Sexta-feira, 22 de Agosto de 2025

Artigo: ‘Narcotráfico é desculpa’, por Oliveiros Marques

2025-08-22 às 12:09

O governo Trump segue em sua ofensiva pós-neocolonialista. A movimentação de embarcações e aeronaves militares por mares fronteiriços com a América Latina, a partir do sul do Caribe, é mais uma das violências cometidas contra outras nações.

Assim como os norte-americanos utilizaram no Iraque a desculpa da possível existência de armas nucleares no regime de Sadam Hussein – o que não se confirmou -, agora recorrem ao argumento de enfrentar o narcotráfico para se posicionarem militarmente em nosso continente.

O curioso, no entanto, é que apesar desse argumento, o alvo seja a Venezuela, um país que vive sob bloqueio norte-americano e é adversário ideológico declarado. Por que o governo dos Estados Unidos não dirige seus ataques, por exemplo, ao Equador do seu aliado Noboa que, segundo dados recentes, apesar de não produzir cocaína, representa o corredor por onde passa 70% da produção mundial dessa droga, grande parte com destino ao próprio território norte-americano?

Porque, na verdade, não se trata – e nunca se tratou – de enfrentar o narcotráfico que abastece os EUA. Esse comércio, aliás, que só existe porque há consumo, algo que os governos norte-americanos, tão pródigos em dar pitaco na vida de outros países, se mostram absolutamente incompetentes em reprimir dentro de suas fronteiras.

O que está em jogo em toda a América Latina é o controle da exploração de terras e minerais raros existentes em abundância em nosso território. Importantes para a indústria de tecnologia, são o ouro e a prata da vez no processo de exploração colonialista. Recentemente fui alertado por um amigo boliviano, especialista em energia, para o fato de que em nosso continente estão algumas das maiores reservas mundiais de dois desses minerais: o lítio e o cobalto.

O lítio, também chamado de petróleo branco, ganha relevância neste momento de transição energética – e não apenas para a produção de carros elétricos, mas também para o armazenamento da energia gerada por sistemas solar e eólico e, claro, para a produção de baterias de íon-lítio, base de celulares, computadores, tablets e eletrodomésticos inteligentes.

O cobalto, por sua vez, aumenta a densidade energética e a estabilidade térmica das baterias, evitando superaquecimento e explosões. Portanto, é fundamental não só para os equipamentos de comunicação e mobilidade, mas também para a indústria de equipamentos médicos e para os setores aeroespacial e militar, sendo empregado em ligas metálicas super-resistentes de turbinas de aviões, motores de foguetes e até reatores nucleares.

E aqui reside o verdadeiro interesse de Trump na América Latina. Nossas grandes reservas desses minerais. Regiões do Chile, da Bolívia e da Argentina formam o chamado Triângulo do Lítio, com as maiores reservas mundiais. E, embora a República do Congo, no continente Africano, concentre boa parte das reservas mundiais de cobalto, o Brasil está entre as dez maiores, com reservas estimadas em 70 mil toneladas.

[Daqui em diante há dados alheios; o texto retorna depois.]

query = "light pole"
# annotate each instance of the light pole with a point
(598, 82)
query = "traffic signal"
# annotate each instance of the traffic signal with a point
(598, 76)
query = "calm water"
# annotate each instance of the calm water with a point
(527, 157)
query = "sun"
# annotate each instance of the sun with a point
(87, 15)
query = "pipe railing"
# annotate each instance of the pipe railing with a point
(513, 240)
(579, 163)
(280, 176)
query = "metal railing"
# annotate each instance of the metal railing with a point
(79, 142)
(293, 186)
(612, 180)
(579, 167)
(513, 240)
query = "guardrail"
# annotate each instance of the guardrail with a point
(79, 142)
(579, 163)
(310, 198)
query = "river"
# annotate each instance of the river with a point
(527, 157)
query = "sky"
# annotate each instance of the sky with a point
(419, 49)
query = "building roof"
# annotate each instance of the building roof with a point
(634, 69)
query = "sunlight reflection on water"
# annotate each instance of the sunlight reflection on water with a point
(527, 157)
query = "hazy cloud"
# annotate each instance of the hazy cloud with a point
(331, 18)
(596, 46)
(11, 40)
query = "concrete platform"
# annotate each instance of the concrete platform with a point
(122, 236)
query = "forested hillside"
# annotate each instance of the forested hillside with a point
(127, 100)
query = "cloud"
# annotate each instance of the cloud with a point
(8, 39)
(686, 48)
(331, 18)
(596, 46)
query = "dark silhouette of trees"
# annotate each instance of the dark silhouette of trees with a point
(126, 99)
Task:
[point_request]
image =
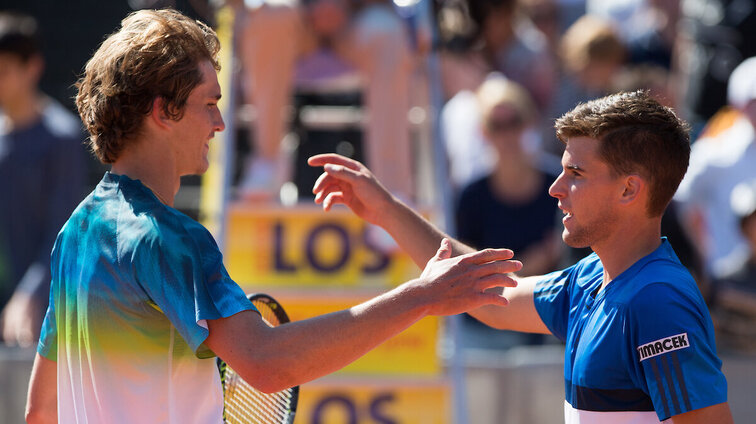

Em resumo, o lítio e o cobalto são para a industrialização tecnológica do século XXI o que o petróleo foi para o século XX: insumos estratégicos, capazes de decidir o futuro da economia mundial, do meio ambiente e da soberania dos países que os detêm. É exatamente atrás disso que o governo Trump está. O enfrentamento ao narcotráfico não passa de uma cortina de fumaça – com perdão do trocadilho.

Oliveiros Marques é sociólogo, publicitário e comunicador político

*Os artigos publicados com assinatura não traduzem a opinião do Portal. Sua publicação obedece ao propósito de estimular o debate dos termos e problemas brasileiros e mundiais que refletem as diversas tendências do pensamento.